= Fran Rider =

Canadian ice hockey executive

Fran Rider CM OOnt is a Canadian ice hockey executive, and former player. She began playing ice hockey in 1967, with the Brampton Canadettes, the predecessor to the Brampton Thunder. Rider is one of the founders of the Ontario Women's Hockey Association and played a significant role in expanding women's national and international competitions. Rider was inducted into the IIHF Hall of Fame in 2015 in recognition of her substantial impact on the growth and development of the modern game of women's hockey.

==Ontario Women's Hockey Association (OWHA)==
The Ontario Women's Hockey Association (OWHA) was formed in 1975 to generate interest in and support the development of women's ice hockey. Rider was the association's founding executive director, and in 1982 she became president of CEO. That same year, the OWHA formally joined Hockey Canada, and Rider became a member of Hockey Canada's female council.

==Organized women's ice hockey competition==
===Canadian===
Rider was instrumental in setting up a national championship for women's ice hockey, called the Esso Women's Hockey Nationals, which was the Canadian senior women's championship from 1982 to 2008. With the evolution of the Nationals into a professional tournament, Hockey Canada elected to discontinue it in 2008 and replace it with a national female midget championship known as the Esso Cup.

===International===
Rider was also a key figure in helping organize the 1987 World Women's Hockey Tournament, which was hosted in Toronto, Ontario. The OWHA hosted the tournament, which was not recognized by the International Ice Hockey Federation (IIHF) and was therefore considered an unofficial event. During the tournament, representatives from participating nations met to establish a strategy to lobby the IIHF for the creation of a Women's World Championship.

In 1990, Rider helped organize the first IIHF-sanctioned tournament for women's ice hockey which was held in Ottawa, Ontario.
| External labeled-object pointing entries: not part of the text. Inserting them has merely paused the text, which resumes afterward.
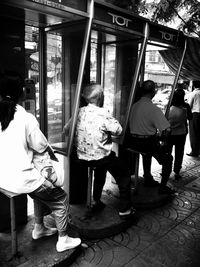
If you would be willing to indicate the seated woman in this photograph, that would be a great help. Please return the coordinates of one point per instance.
(20, 140)
(93, 144)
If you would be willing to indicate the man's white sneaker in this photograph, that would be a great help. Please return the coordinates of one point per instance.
(66, 242)
(44, 231)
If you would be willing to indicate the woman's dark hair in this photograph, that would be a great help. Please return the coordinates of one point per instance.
(11, 89)
(178, 98)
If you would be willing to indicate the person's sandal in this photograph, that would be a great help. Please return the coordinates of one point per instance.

The 1990 IIHF Women's World Championship received substantial financial support from the Canadian Amateur Hockey Association.

Working closely with European colleagues, Rider then turned attention towards getting women's hockey into the Winter Olympics, with the hope of having the sport included in the 1994 Winter Games in Lillehammer, Norway. Although this goal was not met, women's hockey debuted four years later at the 1998 Winter Olympics in Nagano, Japan.

==Recognition for women's excellence in sport==
When Angela James was inducted into the Hockey Hall of Fame on November 8, 2010, she said that without Rider, she would never have made it into the Hockey Hall of Fame.

Rider was appointed Member of the Order of Canada (CM) in the 2015 Canadian honours, "for her contributions to the development of women’s hockey, both at the national and international levels". In 2016, she was appointed a Member of the Order of Ontario (OOnt). Along with Scotty Bowman and Murray Costello, Rider was among the 2017 class named to the Order of Hockey in Canada.

==Accolades==
- The Fran Rider Cup was an award named in her honor and given to the silver medal-winning team at the annual Esso Women's Hockey Nationals.
- Rider was the first female recipient of the Canadian Amateur Hockey Association's Award of Merit.
- Awarded the Ontario Hockey Association's Minor Hockey Service Award. Rider became the first woman to claim that honour.
- Received the Ontario Hockey Association's (OHA) Gold Stick Award and became the first woman in forty five years to have the honor bestowed upon her.
- Awarded the Ontario Ministry of Culture and Citizenship's Contribution to Sport Award
- Inducted into the Mississauga Sports Hall of Fame (2001)
- Inducted into the IIHF Hall of Fame in 2015.

==Personal==
During May 2018, Rider was part of a group of four female athletes, including Cassie Campbell, Jen Kish, and Kerrin Lee-Gartner, to publicly pledge their brain to a Canadian research centre. The posthumous donation shall be made to Toronto Western Hospital’s Canadian Concussion Centre to further research on the effect of trauma on women’s brains.